The causes and effects of a substitute teacher shortage worsened by the pandemic and a lack of funding

Anika Aggarwal

Staff Writer

     The entire nation, including Fremont Unified School District, has been hit hard by a substitute teacher shortage. Without substitute teachers, schools are left to fend for themselves, requiring teachers to substitute for other classes. 

     “Almost every day, I’ve had to cover other teachers with current teachers in school to cover teachers who are absent,” Mrs. Chase shares.

     Mrs. Chase, the attendance clerk at American, is in charge of covering teacher absences and assigning substitutes to classrooms. She finds the situation exhausting for teachers as they lose valuable time for an unplanned assignment.

     “I’m sure they’re tired of it. I’m tired of asking, they’re tired of covering. It’s just part of what we have to do. It’s part of our jobs. It’s part of making sure that students have somebody in the class to teach it, or at least to guide them through something or whatever it is. It’s stressful for everybody. It’s stressful for me, because I have to ask them, you’ll give them all the extra work, and it’s hard to tell teachers every day that they have to help out.”

     Many teachers use prep periods for planning lessons, grading work, and day-to-day tasks needed to run a functional class. Mr. Rojas, a social studies teacher at American, expresses his frustrations with losing his prep period to sub for another class. 

     “I won’t be able to photocopy because I need to get the photocopier, I have to photocopy lots of sheets or several sheets…Sometimes during my prep period, I sometimes like to have it as a way to breathe in, and breathe out from the stress of the day. It’s an excellent way to de-stress and be stabilized and not have to worry.”

     And he’s not the only one who feels that way. Ms. Jeung, a social studies teacher, shares how the pandemic has worsened not only the substitute teacher shortage, but an increase in teacher absences as well, worsening the issue at hand.

     “We have more teachers that have to be out due to quarantine or kids they have to quarantine with. There are more absences simply because of COVID. This year, we would need more subs, but we have fewer as a result. I don’t blame the school, because it’s not the school’s fault. The district, if they can’t get enough subs with what they’re paying right now, then they need to pay more or figure out some way to do that.”
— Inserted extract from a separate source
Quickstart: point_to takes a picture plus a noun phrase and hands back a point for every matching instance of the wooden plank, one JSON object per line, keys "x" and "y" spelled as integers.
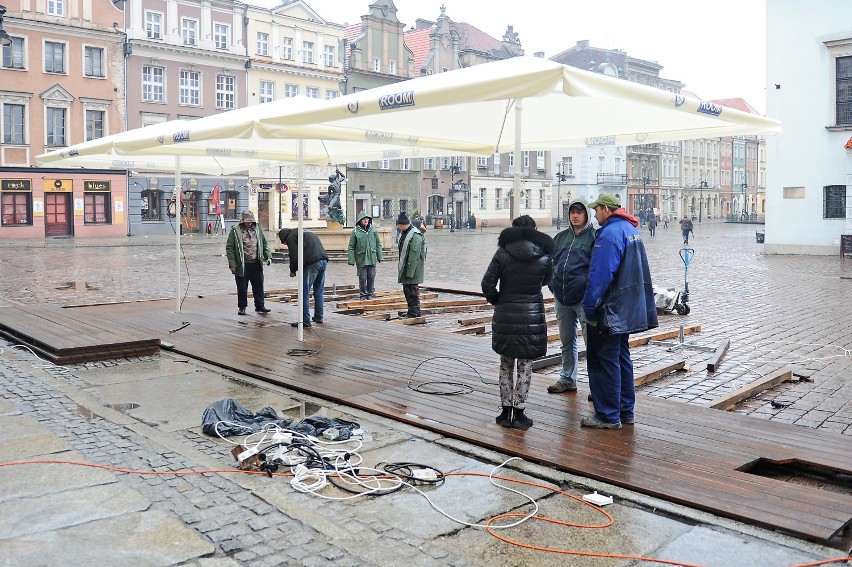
{"x": 716, "y": 359}
{"x": 730, "y": 401}
{"x": 469, "y": 330}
    The substitute shortage is also due partly to a larger teacher shortage, as less people enter the educational field.

     “There is a teacher shortage because more and more teachers are retiring, and less people are entering teaching. I entered the teaching world because I started off as a substitute” Mr. Rojas shares.

     Mrs. Jeung notices the lack of people going into education as a nation-wide trend as a result of low wages and a lack of benefits.

     “We need to spend a lot more money on subs and teachers, in order to simply keep what we already have. The reality is, we know that the number of people going into education has dropped significantly. We are simply not getting people going into teaching anymore, so this is only going to continue to get worse. Until we do something, until the district can show that they truly value those that are in the classroom, it’s just going to continue to get worse, but I would like them to recognize that reality and spend significantly more on teachers in the classroom.”

     The district has not put any plans forward or communicated with teachers about this issue, resulting in doubts as to whether or not the district is actively working towards a solution.

     “One of the frustrations of being a teacher is we have very little control or say over policies and over a huge multitude of things. People are frustrated, but there’s nothing that we can do” Mrs. Jeung adds.

     Teachers work tirelessly to teach students, and much of the work goes unnoticed and taken for granted. There is some concern as to whether the district understands the full gravity of the substitute shortage.

     “Those who are on top really need to stop, talk, and listen to those of us who are here every day teaching, here who are with students every day. Yes, you could go and you can visit your schools every day. But it’s not the same thing as having a teacher in the classroom” Mr. Rojas shares.

     Despite the mounting pressures on the school system and the daily walks to notify teachers to help out, Mrs. Chase is optimistic about this being a temporary issue, with new vaccination approvals leading the way in people returning to work.

     “If more parents in the younger kids from 5 to 11 start getting vaccinations then maybe more substitutes will come back on board, and they’ll be able to do some of what’s keeping some of them from not working. That’s a lot of a large age group, 5 to 11 that without a vaccination, that could potentially spread without having symptoms. By Christmas time or January next year, when we do second semester maybe this will be less. Pray it happens because I really need to not tell teachers to do all this every day.”

Mrs. Chase stands in front of Office K, where substitutes are normally checked in before heading to the classroom. With the substitute shortage, Mrs. Chase keeps track of when a teacher needs to sub for another class. “Since we started in August, ever since day two of school, almost every single day, I’ve had to cover teachers with other teachers,” she shares.